It is common knowledge that computing power consistently improves throughout time as dies shrink to smaller processes, clock rates increase, and the processor can do more and more things in parallel. One thing that people might not consider: how fast is the actual architecture itself? Think of the problem of computing in terms of a factory. You can increase the speed of the conveyor belt and you can add more assembly lines, but just how fast are the workers? There are many ways to increase the efficiency of a CPU: from tweaking the most common or adding new instruction sets to allow the task itself to be simplified; to playing with the pipeline size for proper balance between constantly loading the CPU with upcoming instructions and needing to dump and reload the pipe when you go the wrong way down an IF/ELSE statement.
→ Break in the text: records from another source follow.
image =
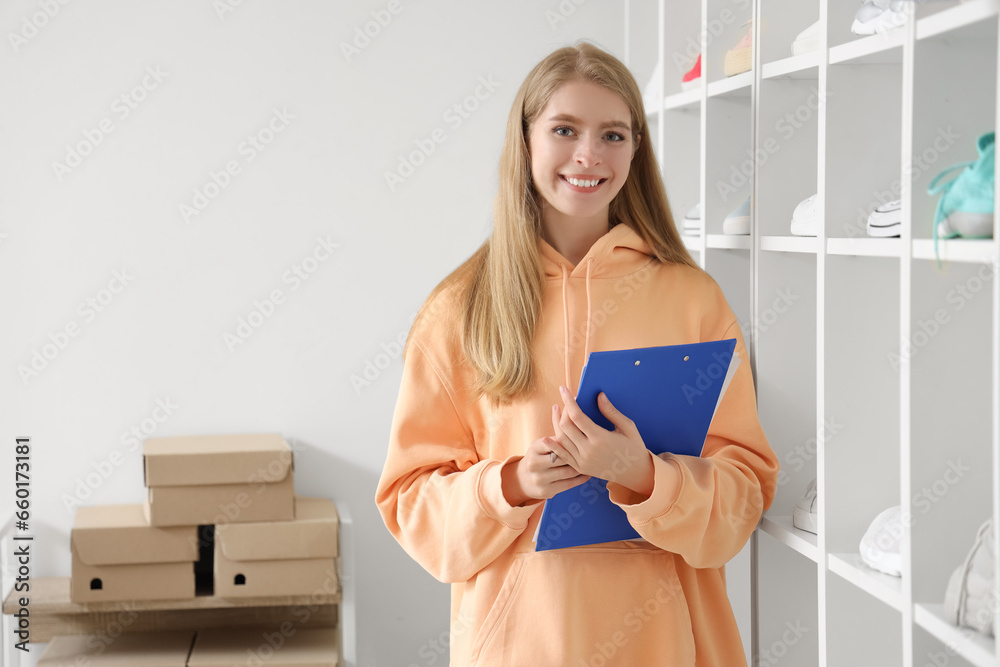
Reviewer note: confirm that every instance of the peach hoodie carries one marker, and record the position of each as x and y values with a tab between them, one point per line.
641	603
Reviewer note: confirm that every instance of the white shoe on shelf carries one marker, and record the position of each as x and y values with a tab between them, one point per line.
886	220
804	514
879	16
880	545
738	221
805	217
807	40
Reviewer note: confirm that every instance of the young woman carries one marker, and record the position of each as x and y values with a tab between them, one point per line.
584	256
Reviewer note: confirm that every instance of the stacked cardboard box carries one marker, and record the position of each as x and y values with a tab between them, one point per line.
220	517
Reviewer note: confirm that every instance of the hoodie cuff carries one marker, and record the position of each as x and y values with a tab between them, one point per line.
667	481
493	502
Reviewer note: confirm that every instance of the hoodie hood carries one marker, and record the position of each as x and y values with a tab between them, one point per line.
616	254
619	252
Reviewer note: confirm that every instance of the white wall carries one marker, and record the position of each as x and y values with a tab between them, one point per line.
224	71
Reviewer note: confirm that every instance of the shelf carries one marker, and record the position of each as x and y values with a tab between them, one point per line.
958	17
978	649
881	586
804	66
738	86
729	241
865	247
956	250
53	614
688	100
806	244
887	48
781	529
692	243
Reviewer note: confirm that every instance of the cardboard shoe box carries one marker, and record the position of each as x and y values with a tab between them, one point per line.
279	558
218	479
285	647
118	556
160	649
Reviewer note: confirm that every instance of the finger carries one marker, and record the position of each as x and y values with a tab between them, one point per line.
614	415
556	447
569	483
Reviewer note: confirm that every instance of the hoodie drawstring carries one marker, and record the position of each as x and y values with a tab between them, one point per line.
566	338
566	323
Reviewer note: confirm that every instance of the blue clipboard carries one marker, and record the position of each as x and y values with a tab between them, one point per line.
671	393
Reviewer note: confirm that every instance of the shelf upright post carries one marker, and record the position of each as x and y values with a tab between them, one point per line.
905	311
751	341
996	392
822	563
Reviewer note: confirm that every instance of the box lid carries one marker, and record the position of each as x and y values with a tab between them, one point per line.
154	649
311	534
299	647
120	534
216	459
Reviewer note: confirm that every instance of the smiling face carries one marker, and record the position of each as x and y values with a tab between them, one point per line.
581	147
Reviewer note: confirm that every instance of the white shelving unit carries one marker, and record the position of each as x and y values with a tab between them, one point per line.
877	360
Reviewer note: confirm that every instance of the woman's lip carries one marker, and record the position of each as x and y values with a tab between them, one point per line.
577	188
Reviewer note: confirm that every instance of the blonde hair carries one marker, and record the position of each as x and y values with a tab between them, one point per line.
503	278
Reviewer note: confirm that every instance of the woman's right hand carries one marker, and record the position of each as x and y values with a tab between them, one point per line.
536	476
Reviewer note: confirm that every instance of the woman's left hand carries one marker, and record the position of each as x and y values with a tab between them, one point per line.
618	456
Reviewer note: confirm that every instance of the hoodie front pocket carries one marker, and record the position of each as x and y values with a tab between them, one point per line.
587	607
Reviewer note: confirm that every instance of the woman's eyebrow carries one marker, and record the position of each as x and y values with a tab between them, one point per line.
605	125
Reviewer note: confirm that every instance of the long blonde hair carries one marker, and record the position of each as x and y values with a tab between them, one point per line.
503	278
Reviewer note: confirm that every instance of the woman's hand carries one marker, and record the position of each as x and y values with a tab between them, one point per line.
537	475
618	456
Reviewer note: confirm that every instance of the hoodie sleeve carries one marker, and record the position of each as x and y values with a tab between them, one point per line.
705	508
443	505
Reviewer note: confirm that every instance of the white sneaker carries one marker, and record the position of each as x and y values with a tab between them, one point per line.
807	40
805	217
879	16
804	514
691	225
880	544
886	220
738	221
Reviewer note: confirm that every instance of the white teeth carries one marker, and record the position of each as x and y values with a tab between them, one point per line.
580	183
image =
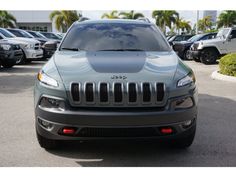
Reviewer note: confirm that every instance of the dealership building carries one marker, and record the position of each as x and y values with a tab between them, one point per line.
34	20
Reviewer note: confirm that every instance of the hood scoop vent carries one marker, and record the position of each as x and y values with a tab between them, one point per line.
116	62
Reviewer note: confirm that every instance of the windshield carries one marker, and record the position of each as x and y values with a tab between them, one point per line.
116	37
20	33
6	33
222	33
50	36
195	38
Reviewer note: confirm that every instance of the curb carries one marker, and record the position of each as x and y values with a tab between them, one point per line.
218	76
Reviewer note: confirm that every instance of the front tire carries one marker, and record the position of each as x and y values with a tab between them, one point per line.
187	55
8	64
47	143
209	56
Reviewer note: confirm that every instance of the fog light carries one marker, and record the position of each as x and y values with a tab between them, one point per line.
52	103
184	103
45	124
187	123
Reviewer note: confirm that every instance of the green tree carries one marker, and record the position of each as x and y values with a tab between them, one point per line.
205	24
130	15
226	19
64	19
165	18
7	19
112	15
183	25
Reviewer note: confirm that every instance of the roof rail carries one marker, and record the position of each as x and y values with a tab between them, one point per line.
83	19
144	19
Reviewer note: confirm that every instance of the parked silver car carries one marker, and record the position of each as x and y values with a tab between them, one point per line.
114	79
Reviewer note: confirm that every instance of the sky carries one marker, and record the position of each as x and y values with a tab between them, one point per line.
186	15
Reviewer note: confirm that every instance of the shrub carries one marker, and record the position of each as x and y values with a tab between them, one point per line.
228	65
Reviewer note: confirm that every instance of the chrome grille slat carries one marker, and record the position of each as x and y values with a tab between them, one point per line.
117	94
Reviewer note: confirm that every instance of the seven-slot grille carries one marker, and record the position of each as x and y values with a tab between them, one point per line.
37	46
117	93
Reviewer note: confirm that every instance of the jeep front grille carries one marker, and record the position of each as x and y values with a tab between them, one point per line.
115	94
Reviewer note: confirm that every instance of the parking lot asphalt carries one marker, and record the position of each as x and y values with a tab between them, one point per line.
214	144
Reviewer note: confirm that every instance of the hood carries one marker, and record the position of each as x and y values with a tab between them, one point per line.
209	41
25	40
116	66
9	41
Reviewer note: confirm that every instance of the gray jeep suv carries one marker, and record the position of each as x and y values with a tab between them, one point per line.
112	79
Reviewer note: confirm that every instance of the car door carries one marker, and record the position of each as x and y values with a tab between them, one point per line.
232	42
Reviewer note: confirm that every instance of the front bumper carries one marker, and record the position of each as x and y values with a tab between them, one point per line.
11	56
81	119
33	54
48	53
195	54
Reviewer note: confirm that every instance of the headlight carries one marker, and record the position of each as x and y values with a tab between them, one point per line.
184	103
52	103
44	78
29	46
190	78
5	46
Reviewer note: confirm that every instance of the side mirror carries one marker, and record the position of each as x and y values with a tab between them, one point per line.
229	37
50	45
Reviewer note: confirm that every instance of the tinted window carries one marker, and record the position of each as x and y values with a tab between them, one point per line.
51	36
115	36
222	33
233	33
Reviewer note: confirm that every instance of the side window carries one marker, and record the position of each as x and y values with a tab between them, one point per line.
205	37
233	33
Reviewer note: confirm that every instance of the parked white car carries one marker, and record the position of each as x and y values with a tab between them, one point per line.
31	48
209	51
Tom’s Hardware wondered this and tested a variety of processors since 2005 with their settings modified such that they could only use one core and only be clocked at 3 GHz. Can you guess which architecture failed the most miserably?
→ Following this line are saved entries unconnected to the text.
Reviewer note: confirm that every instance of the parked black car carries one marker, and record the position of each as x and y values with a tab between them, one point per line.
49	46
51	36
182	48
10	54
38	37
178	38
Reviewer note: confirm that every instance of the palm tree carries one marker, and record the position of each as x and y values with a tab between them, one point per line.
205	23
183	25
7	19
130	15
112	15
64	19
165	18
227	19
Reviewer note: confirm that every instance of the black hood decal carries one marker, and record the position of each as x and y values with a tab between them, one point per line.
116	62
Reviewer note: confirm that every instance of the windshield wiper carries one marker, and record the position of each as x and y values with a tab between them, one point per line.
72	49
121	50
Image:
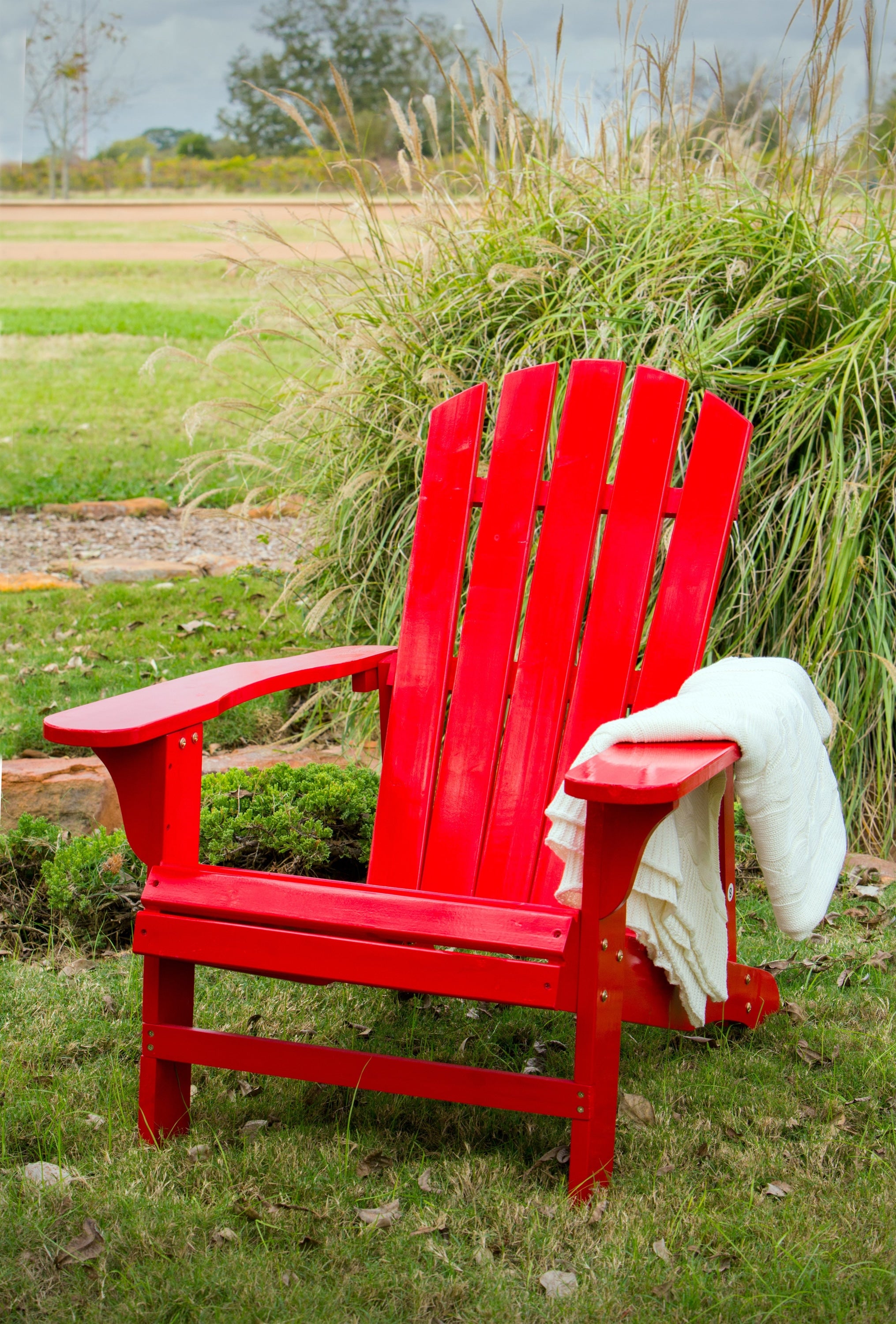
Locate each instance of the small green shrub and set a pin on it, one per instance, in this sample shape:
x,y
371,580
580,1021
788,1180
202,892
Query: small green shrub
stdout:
x,y
315,820
96,884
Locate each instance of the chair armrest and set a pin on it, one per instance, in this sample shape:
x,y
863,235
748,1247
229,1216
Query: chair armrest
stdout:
x,y
649,774
158,710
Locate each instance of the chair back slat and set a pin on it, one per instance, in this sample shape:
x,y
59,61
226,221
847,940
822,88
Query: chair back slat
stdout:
x,y
697,553
428,632
490,631
624,575
551,632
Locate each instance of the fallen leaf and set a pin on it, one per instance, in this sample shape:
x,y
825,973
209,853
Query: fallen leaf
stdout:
x,y
224,1236
439,1226
664,1252
79,967
637,1110
556,1283
88,1245
384,1216
560,1154
48,1175
375,1162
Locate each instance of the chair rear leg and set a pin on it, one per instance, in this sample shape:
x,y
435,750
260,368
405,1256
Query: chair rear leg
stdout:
x,y
165,1086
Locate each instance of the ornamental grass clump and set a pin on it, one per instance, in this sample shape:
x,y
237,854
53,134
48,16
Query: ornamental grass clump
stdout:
x,y
732,244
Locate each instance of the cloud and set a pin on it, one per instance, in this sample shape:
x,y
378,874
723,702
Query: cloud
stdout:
x,y
178,52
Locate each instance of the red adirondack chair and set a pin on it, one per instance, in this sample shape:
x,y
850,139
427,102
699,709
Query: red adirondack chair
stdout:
x,y
460,894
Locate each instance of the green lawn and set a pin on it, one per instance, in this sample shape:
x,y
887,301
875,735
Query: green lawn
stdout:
x,y
77,418
127,636
732,1117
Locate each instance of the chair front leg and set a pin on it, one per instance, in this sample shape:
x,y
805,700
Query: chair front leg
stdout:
x,y
615,841
165,1086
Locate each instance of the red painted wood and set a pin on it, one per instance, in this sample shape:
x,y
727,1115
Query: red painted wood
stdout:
x,y
163,1106
622,580
615,841
649,774
490,631
129,719
286,954
551,632
548,1095
356,910
697,553
428,631
159,788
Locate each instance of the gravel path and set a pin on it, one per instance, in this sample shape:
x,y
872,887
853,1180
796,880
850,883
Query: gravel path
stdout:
x,y
34,542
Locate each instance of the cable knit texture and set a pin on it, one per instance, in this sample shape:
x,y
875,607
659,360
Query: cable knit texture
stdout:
x,y
787,786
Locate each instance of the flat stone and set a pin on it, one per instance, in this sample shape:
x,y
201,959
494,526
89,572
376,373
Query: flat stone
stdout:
x,y
80,796
125,571
31,580
138,506
216,563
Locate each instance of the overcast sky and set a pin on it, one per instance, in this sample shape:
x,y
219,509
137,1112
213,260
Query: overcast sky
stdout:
x,y
178,52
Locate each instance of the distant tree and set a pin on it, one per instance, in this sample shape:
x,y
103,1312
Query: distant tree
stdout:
x,y
69,64
196,146
371,43
166,139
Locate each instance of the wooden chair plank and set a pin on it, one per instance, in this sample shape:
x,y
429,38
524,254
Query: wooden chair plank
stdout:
x,y
429,625
697,553
551,632
490,628
625,567
321,905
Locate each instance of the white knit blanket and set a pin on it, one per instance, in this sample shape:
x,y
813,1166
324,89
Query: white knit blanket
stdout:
x,y
791,799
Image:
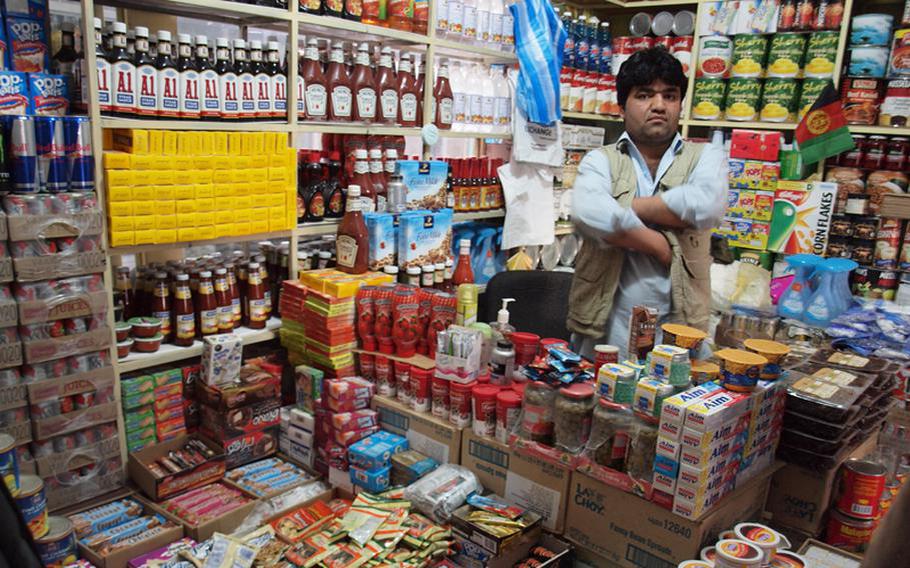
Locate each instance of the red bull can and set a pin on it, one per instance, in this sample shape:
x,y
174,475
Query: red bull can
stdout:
x,y
23,154
51,149
80,154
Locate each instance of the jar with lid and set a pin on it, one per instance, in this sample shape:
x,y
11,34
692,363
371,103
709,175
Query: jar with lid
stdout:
x,y
611,425
537,412
642,448
572,417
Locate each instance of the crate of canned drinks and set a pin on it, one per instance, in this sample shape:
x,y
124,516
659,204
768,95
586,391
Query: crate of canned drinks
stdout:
x,y
56,301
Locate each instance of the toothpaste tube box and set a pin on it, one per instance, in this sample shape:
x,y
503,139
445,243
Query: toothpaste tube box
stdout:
x,y
48,95
712,411
674,408
28,42
13,93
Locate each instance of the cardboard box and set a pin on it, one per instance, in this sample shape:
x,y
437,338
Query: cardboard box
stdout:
x,y
799,497
120,558
623,529
162,488
426,433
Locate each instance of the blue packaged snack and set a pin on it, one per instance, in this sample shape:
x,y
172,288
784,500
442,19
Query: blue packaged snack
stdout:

Pfft, who says you ONLY need a calculator?

(Image from Intel)

Netburst architecture was designed to get very large clock rates at the expensive of heat — and performance. At the time, the race between Intel and its competitors was clock rate: the higher the clock the better it was for marketers despite a 1.3 GHz Athlon wrecking a 3.2 GHz Celeron in actual performance. If you are in the mood for a little chuckle, this marketing strategy was all destroyed when AMD decided to name their processors “Athlon XP 3200+” and so forth rather than by their actual clock rate. One of the major reasons that Netburst was so terrible was branch prediction. Branch prediction is a strategy you can use to speed up a processor: when you reach a conditional jump from one chunk of code to another, such as “if this is true do that, otherwise do this”, you do not know for sure what will come next. Pipelining is a method of loading multiple commands into a processor to keep it constantly working. Branch prediction says: “I think I’ll go down this branch” and loads the pipeline assuming that is true; if you are wrong, you need to dump the pipeline and correct your mistake. One way that Pentium Netburst kept high clock rates was by having a ridiculously huge pipeline, 2-4x larger than the first generation of Core 2 parts which replaced it; unfortunately the Pentium 4 branch prediction was terrible keeping the processor stuck needing to dump its pipeline perpetually.
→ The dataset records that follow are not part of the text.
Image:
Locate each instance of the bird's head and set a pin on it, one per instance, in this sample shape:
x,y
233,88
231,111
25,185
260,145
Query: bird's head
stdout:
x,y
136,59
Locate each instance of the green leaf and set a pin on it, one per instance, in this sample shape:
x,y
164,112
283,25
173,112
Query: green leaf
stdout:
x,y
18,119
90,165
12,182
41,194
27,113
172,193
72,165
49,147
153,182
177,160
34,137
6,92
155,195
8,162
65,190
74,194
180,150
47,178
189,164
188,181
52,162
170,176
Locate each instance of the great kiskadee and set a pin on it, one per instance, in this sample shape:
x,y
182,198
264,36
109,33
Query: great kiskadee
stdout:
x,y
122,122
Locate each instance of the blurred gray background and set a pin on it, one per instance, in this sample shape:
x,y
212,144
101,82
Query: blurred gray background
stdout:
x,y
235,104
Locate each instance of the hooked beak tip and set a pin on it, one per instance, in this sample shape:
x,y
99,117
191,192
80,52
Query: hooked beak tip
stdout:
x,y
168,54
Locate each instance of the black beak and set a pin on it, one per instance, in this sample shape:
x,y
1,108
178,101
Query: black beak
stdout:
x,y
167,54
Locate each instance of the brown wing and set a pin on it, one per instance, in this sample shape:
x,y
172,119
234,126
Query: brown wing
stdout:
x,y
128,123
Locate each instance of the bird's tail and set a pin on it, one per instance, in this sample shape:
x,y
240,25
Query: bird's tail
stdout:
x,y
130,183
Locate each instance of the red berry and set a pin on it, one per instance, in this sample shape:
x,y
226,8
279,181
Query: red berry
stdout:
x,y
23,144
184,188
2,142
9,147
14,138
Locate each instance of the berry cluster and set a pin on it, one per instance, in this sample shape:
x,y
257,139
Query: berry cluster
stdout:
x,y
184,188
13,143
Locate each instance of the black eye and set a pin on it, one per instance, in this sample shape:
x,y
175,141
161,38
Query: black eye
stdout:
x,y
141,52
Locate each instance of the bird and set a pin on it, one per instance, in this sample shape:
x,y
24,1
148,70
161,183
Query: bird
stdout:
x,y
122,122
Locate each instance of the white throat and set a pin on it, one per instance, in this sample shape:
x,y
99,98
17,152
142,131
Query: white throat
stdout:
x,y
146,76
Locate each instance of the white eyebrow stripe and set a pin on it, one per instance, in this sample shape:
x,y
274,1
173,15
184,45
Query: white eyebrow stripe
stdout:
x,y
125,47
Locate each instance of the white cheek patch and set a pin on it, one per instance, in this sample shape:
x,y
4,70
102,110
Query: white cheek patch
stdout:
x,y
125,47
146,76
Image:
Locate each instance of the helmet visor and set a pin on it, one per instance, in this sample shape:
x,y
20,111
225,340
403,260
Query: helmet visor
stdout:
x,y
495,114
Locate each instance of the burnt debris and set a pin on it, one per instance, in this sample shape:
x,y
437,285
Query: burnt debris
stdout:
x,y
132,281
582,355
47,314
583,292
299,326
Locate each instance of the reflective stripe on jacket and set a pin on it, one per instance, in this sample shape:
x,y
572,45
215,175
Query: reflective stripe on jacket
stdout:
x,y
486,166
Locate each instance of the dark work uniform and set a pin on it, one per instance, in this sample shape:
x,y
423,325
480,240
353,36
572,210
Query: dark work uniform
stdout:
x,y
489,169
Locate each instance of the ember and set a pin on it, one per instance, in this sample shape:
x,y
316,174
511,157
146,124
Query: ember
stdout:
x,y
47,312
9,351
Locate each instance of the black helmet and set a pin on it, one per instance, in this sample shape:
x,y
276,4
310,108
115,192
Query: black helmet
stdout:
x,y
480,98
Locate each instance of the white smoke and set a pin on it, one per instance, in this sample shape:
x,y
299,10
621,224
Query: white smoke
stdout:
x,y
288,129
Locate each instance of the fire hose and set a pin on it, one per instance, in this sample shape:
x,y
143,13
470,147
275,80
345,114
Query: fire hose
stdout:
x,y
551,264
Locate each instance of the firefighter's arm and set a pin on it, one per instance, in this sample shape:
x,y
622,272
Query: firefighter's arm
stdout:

The sum of all tests… at least time-based ones.

(Image from Tom’s Hardware)

Now that we excavated Intel’s skeletons to air them out it is time to bury them again and look at the more recent results. On the AMD side of things, it looks as though there has not been too much innovation on the efficiency side of things only now getting within range of the architecture efficiency that Intel had back in 2007 with their first introduction of Core 2. Obviously efficiency per core per clock means little in the real world as it tells you neither about raw performance of a part nor how power efficient it is. Still, it is interesting to see how big of a leap Intel made away from their turkey of an architecture theory known as Netburst and model the future around the Pentium 3 and Pentium M architectures. Lastly, despite the lead, it is interesting to note exactly how much work went into the Sandy Bridge architecture. Intel, despite an already large lead and focus outside of the x86 mindset, still tightened up their x86 architecture by a very visible margin. It might not be as dramatic as their abandonment of Pentium 4, but is still laudable in its own right.